Danny Mayer mayer at gis.net
Fri Nov 18 14:24:34 UTC 2005


Ulisses wrote:
> Hello Danny
> 
> On Thu, Nov 17, 2005 at 09:29:17PM -0500, Danny Mayer wrote:
> 
>>Ulisses wrote:
>>
>>>Hello all
> 
> [...]
> 
>>No you are not wrong, but why would you want to? 
> 
> 
> The usefulness I wanted with it is to try getting the
> loopback address of ntp servers running on routers
> 

That's confusing me. Do you really mean the loopback addresss -
127.0.0.1 and ::1 or did you mean an address bound to the interface?

> (for good purposes)
> 
> Also It would be useful if I could extract from ntp, any 
> Globally Unique Identifier I could get from NTP protocol that
> could identify the same ntpd process in a multi-homed router.
> 

There nearest thing to an identifier is the refid. Unfortunately it's
flawed in the NTP reference implmentation since you can get different
refid's from different addresses on the machine.

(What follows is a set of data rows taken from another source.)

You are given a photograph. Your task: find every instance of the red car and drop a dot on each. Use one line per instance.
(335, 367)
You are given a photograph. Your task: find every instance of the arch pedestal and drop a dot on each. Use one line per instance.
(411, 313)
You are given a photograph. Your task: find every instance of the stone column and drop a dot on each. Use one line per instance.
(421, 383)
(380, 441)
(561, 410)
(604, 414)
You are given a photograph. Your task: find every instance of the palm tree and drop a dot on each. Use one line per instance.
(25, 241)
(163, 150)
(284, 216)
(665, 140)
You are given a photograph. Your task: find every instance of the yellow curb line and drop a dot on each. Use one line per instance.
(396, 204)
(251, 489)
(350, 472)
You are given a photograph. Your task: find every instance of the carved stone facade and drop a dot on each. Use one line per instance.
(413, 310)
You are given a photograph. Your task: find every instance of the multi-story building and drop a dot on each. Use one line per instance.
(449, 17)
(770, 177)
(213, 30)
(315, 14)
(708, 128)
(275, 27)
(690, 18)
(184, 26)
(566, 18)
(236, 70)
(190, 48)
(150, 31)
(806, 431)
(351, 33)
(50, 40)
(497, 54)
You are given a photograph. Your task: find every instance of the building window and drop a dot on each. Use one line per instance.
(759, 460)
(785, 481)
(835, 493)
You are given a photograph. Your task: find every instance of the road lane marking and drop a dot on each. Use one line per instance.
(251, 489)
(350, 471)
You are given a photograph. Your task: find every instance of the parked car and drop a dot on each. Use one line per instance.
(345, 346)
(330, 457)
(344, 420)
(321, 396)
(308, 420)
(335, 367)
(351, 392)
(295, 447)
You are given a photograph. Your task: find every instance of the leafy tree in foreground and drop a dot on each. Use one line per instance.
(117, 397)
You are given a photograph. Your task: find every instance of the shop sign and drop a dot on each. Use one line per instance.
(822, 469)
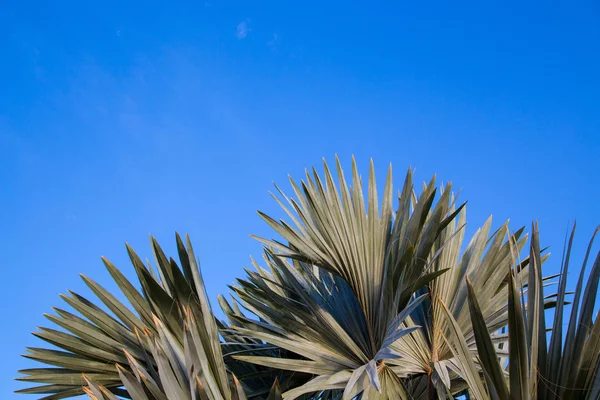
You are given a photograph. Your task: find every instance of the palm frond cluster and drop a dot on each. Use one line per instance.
(359, 297)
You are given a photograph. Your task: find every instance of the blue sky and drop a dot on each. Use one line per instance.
(117, 121)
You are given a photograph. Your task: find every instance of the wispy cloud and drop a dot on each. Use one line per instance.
(243, 29)
(274, 42)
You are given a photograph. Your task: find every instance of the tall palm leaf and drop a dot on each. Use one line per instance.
(341, 301)
(566, 369)
(166, 347)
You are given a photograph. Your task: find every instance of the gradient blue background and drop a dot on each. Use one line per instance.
(119, 120)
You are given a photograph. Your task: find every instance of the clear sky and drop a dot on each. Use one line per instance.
(119, 120)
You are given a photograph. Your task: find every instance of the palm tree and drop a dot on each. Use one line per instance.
(353, 300)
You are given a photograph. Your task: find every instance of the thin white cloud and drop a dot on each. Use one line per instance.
(243, 29)
(274, 42)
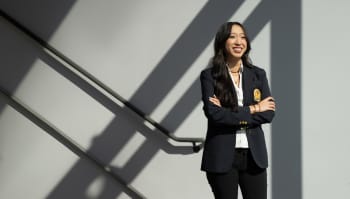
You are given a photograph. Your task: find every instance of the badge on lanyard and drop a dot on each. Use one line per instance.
(257, 95)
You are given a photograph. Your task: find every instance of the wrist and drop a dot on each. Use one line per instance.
(257, 107)
(252, 109)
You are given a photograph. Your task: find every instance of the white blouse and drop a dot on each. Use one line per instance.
(241, 135)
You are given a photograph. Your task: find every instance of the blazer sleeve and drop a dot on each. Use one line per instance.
(266, 116)
(221, 115)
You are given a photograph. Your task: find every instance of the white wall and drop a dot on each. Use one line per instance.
(151, 53)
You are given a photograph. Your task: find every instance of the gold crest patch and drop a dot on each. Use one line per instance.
(257, 95)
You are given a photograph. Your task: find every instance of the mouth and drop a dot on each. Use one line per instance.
(237, 49)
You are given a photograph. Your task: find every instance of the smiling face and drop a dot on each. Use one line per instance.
(236, 44)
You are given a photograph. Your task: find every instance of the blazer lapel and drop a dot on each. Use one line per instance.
(248, 84)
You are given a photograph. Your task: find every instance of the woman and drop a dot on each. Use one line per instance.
(237, 101)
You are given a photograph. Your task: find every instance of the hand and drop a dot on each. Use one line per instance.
(215, 101)
(267, 104)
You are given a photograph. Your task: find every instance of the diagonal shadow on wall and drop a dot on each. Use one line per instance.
(178, 59)
(176, 62)
(17, 60)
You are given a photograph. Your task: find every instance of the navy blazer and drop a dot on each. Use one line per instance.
(219, 147)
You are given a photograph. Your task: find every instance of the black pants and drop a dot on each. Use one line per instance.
(251, 179)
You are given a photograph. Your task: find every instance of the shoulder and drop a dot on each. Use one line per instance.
(256, 69)
(259, 72)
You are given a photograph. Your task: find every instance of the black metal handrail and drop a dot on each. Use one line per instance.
(197, 143)
(66, 141)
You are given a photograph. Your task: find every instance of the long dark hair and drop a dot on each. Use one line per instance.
(223, 83)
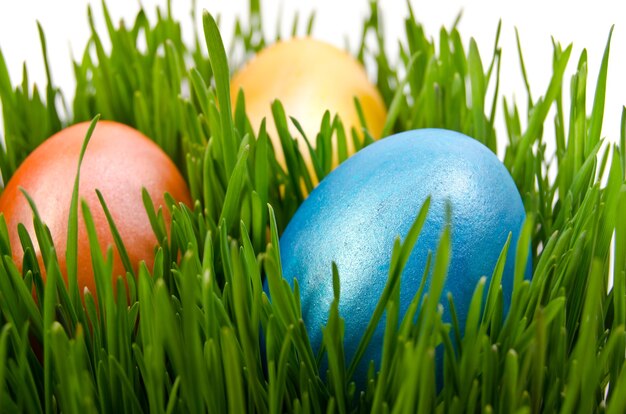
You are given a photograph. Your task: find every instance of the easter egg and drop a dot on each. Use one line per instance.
(308, 77)
(119, 161)
(356, 212)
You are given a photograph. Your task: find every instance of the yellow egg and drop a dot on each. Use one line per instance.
(309, 77)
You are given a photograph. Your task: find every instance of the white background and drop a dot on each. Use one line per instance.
(584, 23)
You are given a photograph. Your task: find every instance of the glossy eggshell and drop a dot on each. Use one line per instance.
(119, 161)
(356, 212)
(309, 77)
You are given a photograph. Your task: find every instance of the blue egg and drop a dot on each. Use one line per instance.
(356, 212)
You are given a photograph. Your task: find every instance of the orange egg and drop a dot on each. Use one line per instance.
(309, 77)
(119, 162)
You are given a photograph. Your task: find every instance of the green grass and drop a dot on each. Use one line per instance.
(199, 334)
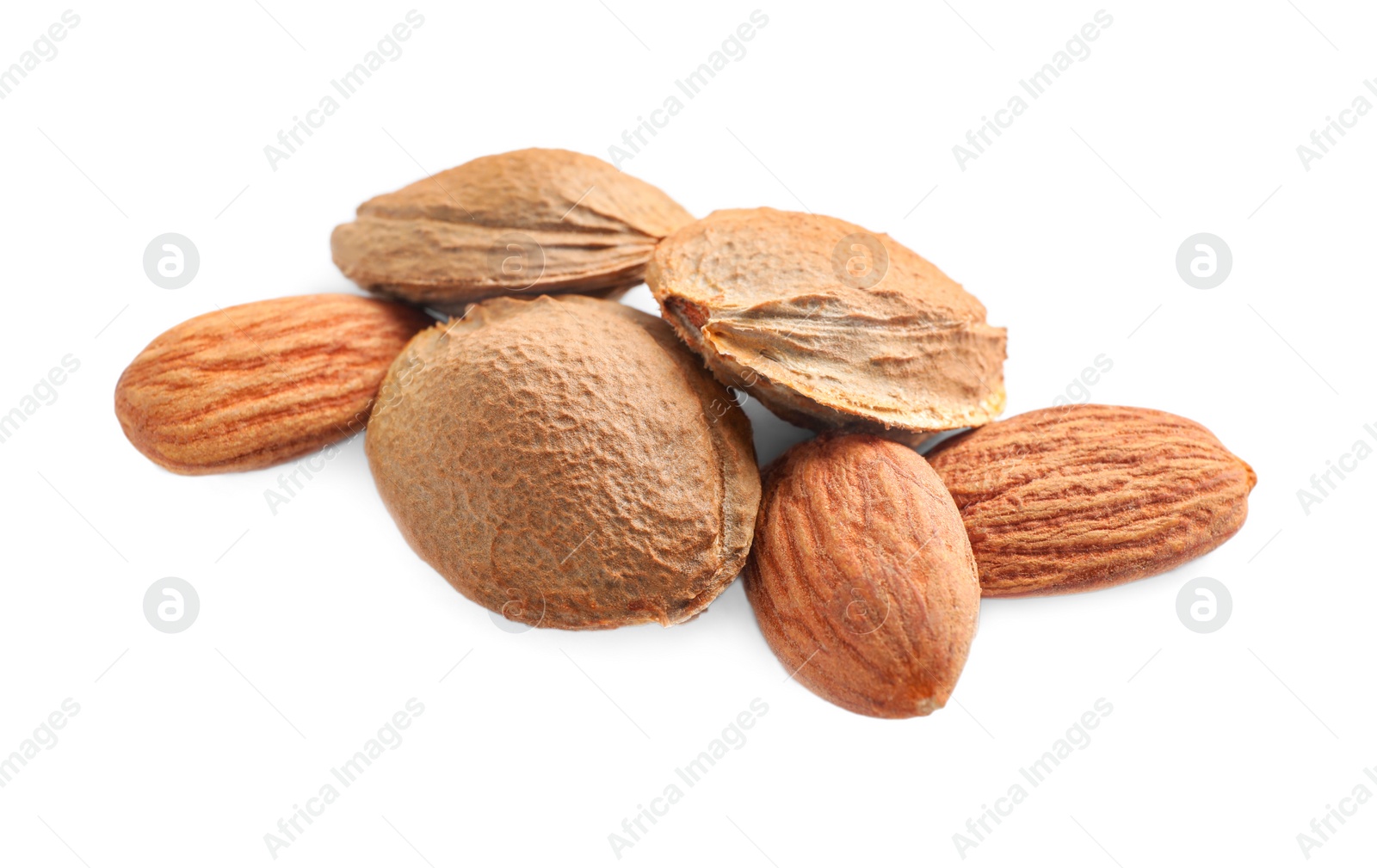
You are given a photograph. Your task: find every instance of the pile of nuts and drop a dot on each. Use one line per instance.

> The only reliable way to achieve it I have figured out is 
> (more or less) to extract the ntp stats and compare them when 
> possible
> 
> 
>>Are you asking about the server sending the packet? 
> 
> 
>  Host A                         Host B (Router)
> 
>                      query
> ntpdc/ntpq/ntpd --------------> ntpd
>                 <-------------
>                      reply
> 
> I want to know from Host A, the address of Host B looking an ntp header
> 

I don't understand. Are you asking that, sitting at Host A, you send a
packet to host B and then you get in the response the address that Host
B sees as receiving the request from?

The answer is that it's the address of the interface receiving the
packet. There was a bug, long since fixed, which resulted in a packet
being returned to a different address.